April 24, 2014 JimK 1 Comment

Inspired by the last three posts, I’m starting a series of posts on spatial considerations in color vision, which an emphasis on what’s important to photographers. We’ll get started today with an illustration:

Take good look at this image from a normal viewing distance:

machband

The bars are even steps along the grey axis in a linear RGB color space, so if you plotted the linear values as a graph with full scale being 1.0 and the column index increasing from left to right, here’s what you’d see:

mach actual

But that’s not what it looks like, is it? It looks more like the intensities go like this:

mach looks like

Get up real close to your screen and look at the step wedge above. You can still see the overshoot that’s not really there, right? Now back way up and look at it from across the room. Unless you’ve got a pretty big room, you can still see the phantom overshoots.

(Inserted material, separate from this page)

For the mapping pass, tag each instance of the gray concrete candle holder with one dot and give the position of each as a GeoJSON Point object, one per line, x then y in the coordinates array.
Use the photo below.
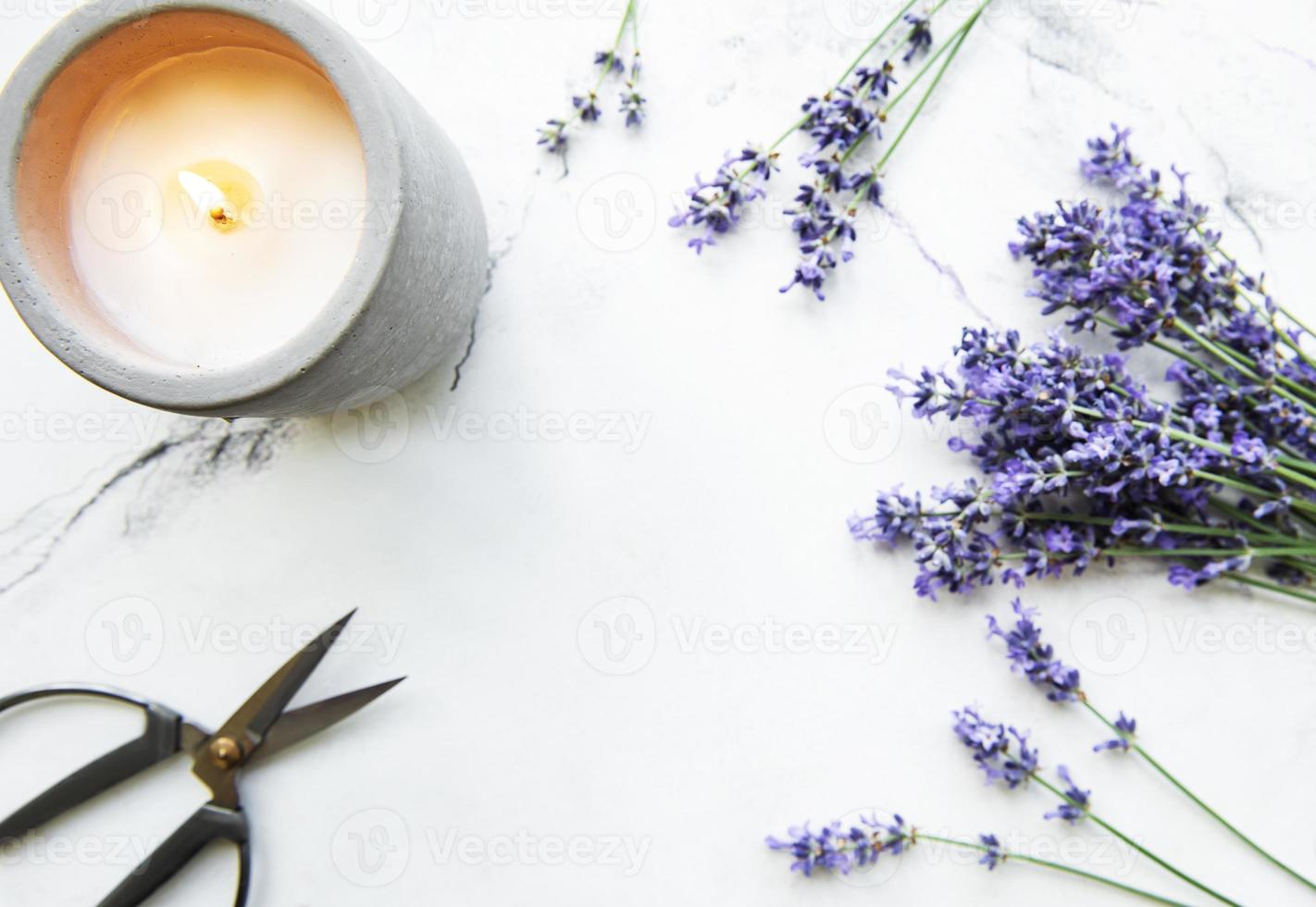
{"type": "Point", "coordinates": [409, 295]}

But if we take an image like this, which is just a smaller version of the step wedge, and you back up from it quite a ways, it looks like a smooth gradient:

machbandsm

The overshoots that aren’t really there are called Mach Bands, after Ernst Mach, who died about a hundred years ago, and also gave us the speed of sound as a unit of velocity measurement .

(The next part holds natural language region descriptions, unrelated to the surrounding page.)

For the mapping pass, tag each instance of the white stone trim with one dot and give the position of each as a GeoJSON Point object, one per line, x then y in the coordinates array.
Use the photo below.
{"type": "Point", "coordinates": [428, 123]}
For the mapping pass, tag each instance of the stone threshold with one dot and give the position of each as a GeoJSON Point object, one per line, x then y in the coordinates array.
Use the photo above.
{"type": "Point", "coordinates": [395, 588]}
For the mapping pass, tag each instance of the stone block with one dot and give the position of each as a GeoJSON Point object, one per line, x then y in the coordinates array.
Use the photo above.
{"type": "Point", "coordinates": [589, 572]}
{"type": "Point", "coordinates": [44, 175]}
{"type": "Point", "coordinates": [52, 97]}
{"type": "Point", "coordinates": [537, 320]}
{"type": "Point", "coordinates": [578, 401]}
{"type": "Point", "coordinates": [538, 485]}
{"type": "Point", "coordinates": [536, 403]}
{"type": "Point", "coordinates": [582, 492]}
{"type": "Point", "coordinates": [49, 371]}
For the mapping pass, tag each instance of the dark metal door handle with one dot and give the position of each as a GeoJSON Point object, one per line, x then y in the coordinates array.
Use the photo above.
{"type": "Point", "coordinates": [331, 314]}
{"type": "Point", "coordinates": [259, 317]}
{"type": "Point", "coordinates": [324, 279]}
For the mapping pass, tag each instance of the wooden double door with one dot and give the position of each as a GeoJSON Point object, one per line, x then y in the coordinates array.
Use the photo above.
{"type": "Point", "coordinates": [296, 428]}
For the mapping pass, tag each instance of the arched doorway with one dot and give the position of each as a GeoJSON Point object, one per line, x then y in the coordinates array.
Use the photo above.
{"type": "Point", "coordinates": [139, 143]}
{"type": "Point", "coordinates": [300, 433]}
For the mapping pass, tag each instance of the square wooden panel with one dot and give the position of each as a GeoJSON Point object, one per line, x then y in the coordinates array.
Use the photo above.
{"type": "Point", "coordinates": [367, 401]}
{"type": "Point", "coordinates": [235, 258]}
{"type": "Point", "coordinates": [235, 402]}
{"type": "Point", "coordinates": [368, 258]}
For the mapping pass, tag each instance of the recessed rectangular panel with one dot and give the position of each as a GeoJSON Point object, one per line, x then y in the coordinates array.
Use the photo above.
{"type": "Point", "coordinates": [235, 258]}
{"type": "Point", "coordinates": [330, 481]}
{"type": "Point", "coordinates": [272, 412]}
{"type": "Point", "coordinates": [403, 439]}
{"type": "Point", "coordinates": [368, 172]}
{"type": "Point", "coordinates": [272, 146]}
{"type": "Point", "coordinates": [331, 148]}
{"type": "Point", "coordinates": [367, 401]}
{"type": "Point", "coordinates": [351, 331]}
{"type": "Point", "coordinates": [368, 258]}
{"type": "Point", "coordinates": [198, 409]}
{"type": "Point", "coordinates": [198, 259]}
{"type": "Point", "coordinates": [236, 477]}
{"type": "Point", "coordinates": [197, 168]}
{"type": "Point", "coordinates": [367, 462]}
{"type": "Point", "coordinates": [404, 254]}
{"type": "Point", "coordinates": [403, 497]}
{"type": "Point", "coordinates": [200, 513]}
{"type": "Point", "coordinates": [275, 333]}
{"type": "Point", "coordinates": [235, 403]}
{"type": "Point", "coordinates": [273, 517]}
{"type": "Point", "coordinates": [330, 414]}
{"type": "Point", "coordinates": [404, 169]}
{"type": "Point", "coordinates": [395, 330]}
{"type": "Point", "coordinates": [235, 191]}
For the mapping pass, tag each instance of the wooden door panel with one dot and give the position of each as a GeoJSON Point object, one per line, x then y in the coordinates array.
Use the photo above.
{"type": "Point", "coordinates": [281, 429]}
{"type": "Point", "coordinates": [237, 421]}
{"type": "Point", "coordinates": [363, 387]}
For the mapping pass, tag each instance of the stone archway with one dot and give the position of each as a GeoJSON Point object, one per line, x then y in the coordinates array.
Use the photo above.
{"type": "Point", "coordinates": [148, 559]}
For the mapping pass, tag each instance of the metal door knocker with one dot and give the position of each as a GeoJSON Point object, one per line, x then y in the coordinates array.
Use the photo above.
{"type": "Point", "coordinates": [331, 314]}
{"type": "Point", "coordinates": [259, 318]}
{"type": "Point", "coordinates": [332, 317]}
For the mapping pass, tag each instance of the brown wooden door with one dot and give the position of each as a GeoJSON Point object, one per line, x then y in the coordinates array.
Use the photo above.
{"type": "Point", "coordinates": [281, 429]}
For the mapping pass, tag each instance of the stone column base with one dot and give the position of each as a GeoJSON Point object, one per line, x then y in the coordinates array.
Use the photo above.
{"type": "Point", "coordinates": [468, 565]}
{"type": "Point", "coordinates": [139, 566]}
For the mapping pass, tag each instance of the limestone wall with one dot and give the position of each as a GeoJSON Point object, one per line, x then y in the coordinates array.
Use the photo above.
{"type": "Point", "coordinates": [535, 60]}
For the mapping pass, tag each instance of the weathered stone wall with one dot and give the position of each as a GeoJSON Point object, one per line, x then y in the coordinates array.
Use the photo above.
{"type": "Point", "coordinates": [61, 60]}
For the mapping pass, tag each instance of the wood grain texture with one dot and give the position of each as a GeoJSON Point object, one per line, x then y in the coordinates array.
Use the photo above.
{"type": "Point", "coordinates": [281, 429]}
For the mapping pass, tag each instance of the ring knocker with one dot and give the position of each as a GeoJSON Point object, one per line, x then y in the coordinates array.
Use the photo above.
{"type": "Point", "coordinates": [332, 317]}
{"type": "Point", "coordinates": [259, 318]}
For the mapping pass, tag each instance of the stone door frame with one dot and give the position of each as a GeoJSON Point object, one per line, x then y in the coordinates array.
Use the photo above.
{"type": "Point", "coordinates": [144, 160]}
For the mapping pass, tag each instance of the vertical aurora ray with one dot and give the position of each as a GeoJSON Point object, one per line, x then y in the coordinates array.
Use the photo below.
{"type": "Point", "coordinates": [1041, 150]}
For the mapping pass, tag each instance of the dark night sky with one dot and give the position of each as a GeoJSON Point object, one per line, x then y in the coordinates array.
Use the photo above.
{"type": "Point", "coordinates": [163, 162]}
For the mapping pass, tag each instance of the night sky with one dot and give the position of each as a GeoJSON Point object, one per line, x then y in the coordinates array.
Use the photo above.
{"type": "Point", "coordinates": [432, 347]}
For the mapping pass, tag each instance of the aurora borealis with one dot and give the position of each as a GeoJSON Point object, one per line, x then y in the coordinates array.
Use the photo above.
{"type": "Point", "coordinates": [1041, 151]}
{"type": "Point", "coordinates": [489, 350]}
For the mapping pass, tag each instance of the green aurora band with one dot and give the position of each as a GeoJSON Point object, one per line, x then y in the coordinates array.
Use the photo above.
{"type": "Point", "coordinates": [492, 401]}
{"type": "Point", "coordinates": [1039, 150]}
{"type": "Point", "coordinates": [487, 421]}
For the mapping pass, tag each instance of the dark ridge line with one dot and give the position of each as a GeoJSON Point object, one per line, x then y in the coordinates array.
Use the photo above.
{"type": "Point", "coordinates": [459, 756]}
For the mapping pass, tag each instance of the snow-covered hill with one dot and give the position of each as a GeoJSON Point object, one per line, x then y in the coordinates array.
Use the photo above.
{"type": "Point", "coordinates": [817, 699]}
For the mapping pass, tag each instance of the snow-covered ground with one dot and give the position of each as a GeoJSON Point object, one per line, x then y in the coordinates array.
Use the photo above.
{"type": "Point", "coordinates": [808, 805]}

Mach bands are surprisingly robust. You can’t think them away by reminding yourself that they’re not real. They look the same if you rotate the step wedge by 90 degrees:

machbandv

Or some arbitrary angle:

machband45

The phenomenon is independent of color (but harder to see in the blue image, given the relative paucity of short (aka blue) cone cells):

machbandg

machbandr

machbandb

That’s our first lesson: the human vision system produces its internal definition of brightness by spatially differentiating light intensity for large features, and integrating light intensity for small features.

The Last Word

← Luminance and chromaticity vs spatial frequency, part 2 Looking for Mach Bands in chromaticity step wedges →

Comments

  1. ShowBlender says

    November 23, 2014 at 4:25 pm

    Neat! Mach Banding has practical applications in design, and more importantly, could also be attributed to some false diagnostics in medical imaging. I wrote a Mac app to help identify the issue with an image histogram to show the actual light properties vs perception. I’d like to know what you thought! Thanks for the article!